The image obtained in the above case is obtained by converting only the number of scanning lines of the high-definition image shown in FIG. Therefore, as shown in FIG. 2(b), the vertical deflection width W1 is large, resulting in a vertically long image. In order to correct this vertically long state, the MUSE/NTSC input from the input terminal 16
When the selection signal for selecting one of them selects MUSE, the switch 9 selects the output of the D/A converter 8, and controls the vertical deflection circuit 14 to reduce the vertical deflection width to W2. . As a result, a vertically long image as shown in FIG. 2 (C1) is corrected correctly.

On the other hand, the NTSC signal input from input terminal 17 is
It is decoded into Y, RY, and B-Y by the SC decoder 18 and enters the switch 9. When the MUSE/NTSC selection signal selects NTSC, switch 9 is set to NTSC.
While selecting the output of the SC decoder 18, the vertical deflection circuit 14 is operated to set the normal vertical deflection width Wl.

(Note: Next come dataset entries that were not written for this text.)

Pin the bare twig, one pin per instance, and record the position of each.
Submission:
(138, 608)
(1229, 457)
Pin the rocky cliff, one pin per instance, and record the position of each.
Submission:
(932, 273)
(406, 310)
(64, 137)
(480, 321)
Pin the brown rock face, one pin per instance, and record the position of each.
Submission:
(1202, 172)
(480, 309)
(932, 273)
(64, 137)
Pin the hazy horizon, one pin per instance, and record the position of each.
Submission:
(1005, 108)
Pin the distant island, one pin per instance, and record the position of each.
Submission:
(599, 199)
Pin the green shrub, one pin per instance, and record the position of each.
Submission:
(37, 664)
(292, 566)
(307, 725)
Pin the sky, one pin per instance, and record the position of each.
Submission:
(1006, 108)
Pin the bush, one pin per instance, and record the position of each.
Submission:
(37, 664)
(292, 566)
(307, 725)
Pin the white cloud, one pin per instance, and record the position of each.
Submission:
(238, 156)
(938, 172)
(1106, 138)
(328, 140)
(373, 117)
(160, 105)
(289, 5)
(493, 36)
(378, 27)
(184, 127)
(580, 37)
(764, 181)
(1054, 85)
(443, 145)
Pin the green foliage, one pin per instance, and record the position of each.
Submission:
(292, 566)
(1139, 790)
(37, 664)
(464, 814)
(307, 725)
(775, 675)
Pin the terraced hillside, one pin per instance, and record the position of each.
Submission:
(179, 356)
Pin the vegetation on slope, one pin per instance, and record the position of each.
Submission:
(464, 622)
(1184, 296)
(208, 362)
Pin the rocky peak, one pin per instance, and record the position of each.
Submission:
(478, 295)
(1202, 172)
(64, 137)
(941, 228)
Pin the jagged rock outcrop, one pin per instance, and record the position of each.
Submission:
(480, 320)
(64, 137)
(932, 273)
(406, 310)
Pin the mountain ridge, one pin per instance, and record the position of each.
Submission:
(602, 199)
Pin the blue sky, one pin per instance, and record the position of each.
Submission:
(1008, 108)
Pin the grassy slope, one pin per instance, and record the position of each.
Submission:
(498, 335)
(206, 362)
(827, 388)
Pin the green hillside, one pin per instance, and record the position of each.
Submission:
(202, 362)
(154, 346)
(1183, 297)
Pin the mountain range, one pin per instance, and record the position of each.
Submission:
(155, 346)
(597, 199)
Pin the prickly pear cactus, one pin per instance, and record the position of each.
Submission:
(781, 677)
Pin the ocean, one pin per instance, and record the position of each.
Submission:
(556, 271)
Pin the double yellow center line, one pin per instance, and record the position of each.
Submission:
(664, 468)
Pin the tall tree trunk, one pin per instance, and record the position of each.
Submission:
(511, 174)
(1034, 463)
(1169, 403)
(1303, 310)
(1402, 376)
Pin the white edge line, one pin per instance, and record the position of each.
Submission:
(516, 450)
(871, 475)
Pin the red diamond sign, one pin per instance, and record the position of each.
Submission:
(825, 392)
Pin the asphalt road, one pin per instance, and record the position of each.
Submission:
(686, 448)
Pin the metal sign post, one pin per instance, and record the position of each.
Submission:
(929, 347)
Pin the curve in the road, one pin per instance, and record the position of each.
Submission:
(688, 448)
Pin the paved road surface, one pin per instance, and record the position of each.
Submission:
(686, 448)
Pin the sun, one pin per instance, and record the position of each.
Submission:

Note that in the above embodiment, the interpolation process and the conversion to 525 interlaced lines are performed after performing the conversion from 1125 lines to 1050 lines, but the interpolation process is performed first and then the 1 line conversion is performed.
Interlace conversion from 125 lines to 525 lines may be performed.

Further, in the above embodiment, 1050 out of 1125 lines are extracted and converted into 525 scanning lines, but all 1125 lines may be converted into 525 scanning lines.

〔Effect of the invention〕

As described above, according to the present invention, for the MUSE signal manually, the number of scanning lines is converted to 525 without truncating both ends, and the correct aspect ratio is ensured by changing the vertical deflection width, while the NTSC Since the vertical deflection width was returned to the normal state for human power, the MUSE signal and NTSC
Both signals can be monitored, and MUS
For the E signal, almost the entire screen was converted, so
This has the effect of reducing the amount of information thrown away.

[Brief explanation of the drawing]

FIG. 1 is a block diagram showing a television receiver according to an embodiment of the present invention, FIG. 2 is a diagram explaining the operation of FIG. 1, and FIG. 3 is a block diagram showing a conventional television receiver. Figure 4 shows the operation of Figure 3, 7 is a color difference signal processing circuit, 9 is a switch, and 14 is a vertical deflection circuit (vertical deflection width variable means).
It is. Note that the same reference numerals in the figures indicate the same or equivalent parts.

Claims (1)

[Claims] (1) In a television receiver that receives MUSE signals and NTSC signals as input signals, there is a scanning line number conversion means that converts 1125 scanning lines of the MUSE signal into 525 scanning lines, and a scanning line number conversion means that converts the 1125 scanning lines of the MUSE signal into 525 scanning lines. What is claimed is: 1. A television receiver comprising: a switch for switching between an NTSC signal and an NTSC signal according to the switching signal; and vertical deflection width variable means for changing a vertical deflection width in conjunction with the switch.